Common and Divergent Features of T Cells From Blood, Gut, and Genital Tract of Antiretroviral Therapy–Treated HIV+ Women
Xie et al., Journal of Immunology. 2022.
https://www.doi.org/10.4049/jimmunol.2101102
T cells residing in mucosal tissues play important roles in homeostasis and defense against microbial pathogens, but how organ system environments affect the properties of resident T cells is relatively unknown. Researchers phenotyped T cells in the gut and reproductive tract using blood and tissue samples from women with HIV who have achieved viral suppression via antiretroviral therapy. The T cells exhibited differing expression of CD69 and CD103 markers, whereas resident memory CD8+ T cells from the female reproductive tract expressed PD1 preferentially. Additionally, CXCR4+ T inflammatory mucosal cells expressed multiple chemokine receptors differentially. These results suggest that T cells take on distinct properties in different mucosal sites, which allows them to tailor activities to their surrounding milieu. This study offers important insights for reproductive medicine in women. Supported by ORIP (S10OD018040), NHLBI, NIAID, and NIDDK.
A Potent Myeloid Response Is Rapidly Activated in the Lungs of Premature Rhesus Macaques Exposed to Intra-Uterine Inflammation
Jackson et al., Mucosal Immunology. 2022.
https://www.doi.org/10.1038/s41385-022-00495-x
Up to 40% of preterm births are associated with histological chorioamnionitis (HCA), which can lead to neonatal mortality, sepsis, respiratory disease, and neurodevelopmental problem. Researchers used rhesus macaques to comprehensively describe HCA-induced fetal mucosal immune responses and delineate the individual roles of IL-1β and TNFα in HCA-induced fetal pathology.
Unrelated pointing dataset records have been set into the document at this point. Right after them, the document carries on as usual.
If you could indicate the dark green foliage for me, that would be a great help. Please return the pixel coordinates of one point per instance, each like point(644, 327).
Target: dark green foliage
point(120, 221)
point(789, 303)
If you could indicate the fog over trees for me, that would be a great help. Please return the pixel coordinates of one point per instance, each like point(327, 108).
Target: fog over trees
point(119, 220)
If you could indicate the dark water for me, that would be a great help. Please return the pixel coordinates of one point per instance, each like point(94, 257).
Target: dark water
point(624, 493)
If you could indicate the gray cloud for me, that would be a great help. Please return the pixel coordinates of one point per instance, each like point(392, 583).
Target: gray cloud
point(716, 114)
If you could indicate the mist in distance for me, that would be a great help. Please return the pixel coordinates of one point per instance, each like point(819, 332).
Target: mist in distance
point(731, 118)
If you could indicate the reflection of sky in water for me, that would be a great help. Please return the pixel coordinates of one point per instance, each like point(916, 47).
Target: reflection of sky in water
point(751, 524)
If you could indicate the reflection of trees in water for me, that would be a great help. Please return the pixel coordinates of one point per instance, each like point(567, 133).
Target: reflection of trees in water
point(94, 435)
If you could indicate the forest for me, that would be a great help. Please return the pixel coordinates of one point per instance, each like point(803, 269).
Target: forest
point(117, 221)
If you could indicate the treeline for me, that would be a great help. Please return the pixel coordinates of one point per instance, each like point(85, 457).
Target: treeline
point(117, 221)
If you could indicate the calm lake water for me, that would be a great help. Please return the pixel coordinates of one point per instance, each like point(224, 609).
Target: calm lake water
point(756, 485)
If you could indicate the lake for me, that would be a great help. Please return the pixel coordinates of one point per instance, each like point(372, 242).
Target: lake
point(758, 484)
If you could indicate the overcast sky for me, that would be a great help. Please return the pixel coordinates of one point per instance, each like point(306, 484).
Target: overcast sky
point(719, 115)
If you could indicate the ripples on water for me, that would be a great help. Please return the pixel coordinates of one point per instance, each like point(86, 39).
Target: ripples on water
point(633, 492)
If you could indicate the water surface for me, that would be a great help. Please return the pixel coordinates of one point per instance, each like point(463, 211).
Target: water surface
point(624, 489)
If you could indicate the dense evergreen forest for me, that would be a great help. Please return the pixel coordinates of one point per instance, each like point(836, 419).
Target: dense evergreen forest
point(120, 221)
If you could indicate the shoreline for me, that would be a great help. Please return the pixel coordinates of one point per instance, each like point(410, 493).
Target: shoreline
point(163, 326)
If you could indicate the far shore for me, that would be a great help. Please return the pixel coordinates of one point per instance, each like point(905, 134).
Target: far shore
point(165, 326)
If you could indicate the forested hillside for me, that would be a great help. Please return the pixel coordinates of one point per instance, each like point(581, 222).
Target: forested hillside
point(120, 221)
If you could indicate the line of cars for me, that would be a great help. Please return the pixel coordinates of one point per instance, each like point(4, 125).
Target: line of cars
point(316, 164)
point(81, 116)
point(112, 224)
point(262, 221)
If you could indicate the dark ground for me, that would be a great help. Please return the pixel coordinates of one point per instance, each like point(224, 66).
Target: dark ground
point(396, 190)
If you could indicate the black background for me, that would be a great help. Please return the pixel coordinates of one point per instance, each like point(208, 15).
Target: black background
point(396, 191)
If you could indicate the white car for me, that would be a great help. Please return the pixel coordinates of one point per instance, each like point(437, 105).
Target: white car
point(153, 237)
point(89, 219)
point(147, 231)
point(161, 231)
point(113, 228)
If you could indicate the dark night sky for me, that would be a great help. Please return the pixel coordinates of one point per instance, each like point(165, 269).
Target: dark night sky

Their data indicate that the fetal innate immune system can mount a rapid, multifaceted pulmonary immune response to in utero exposure to inflammation. Taken together, this work provides mechanistic insights into the association between HCA and the postnatal lung morbidities of the premature infant and highlights the therapeutic potential of inflammatory blockade in the fetus. Supported by ORIP (P51OD011107), NIEHS, NIDDK, NHLBI, and NICHD.
Inflammatory Blockade Prevents Injury to the Developing Pulmonary Gas Exchange Surface in Preterm Primates
Toth et al., Science Translational Medicine. 2022.
https://www.doi.org/10.1126/scitranslmed.abl8574
Chorioamnionitis, an inflammatory condition affecting the placenta and fluid surrounding the developing fetus, affects 25% to 40% of preterm births. Investigators used a prenatal rhesus macaque model to assess how fetal inflammation could affect lung development. They found that inflammatory injury directly disrupted the developing gas exchange surface of the primate lung, with extensive damage to alveolar structure. Blockade of the inflammatory cytokines IL-1β and TNFα ameliorated LPS-induced inflammatory lung injury by blunting stromal responses to inflammation and modulating innate immune activation in myeloid cells. These data provide new insight into key mechanisms of developmental lung injury and highlight targeted inflammatory blockade as a potential therapeutic approach to ameliorate lung injury in the neonatal population. Supported by ORIP (P51OD011107), NIAID, NHLBI, NICHD, and NIEHS.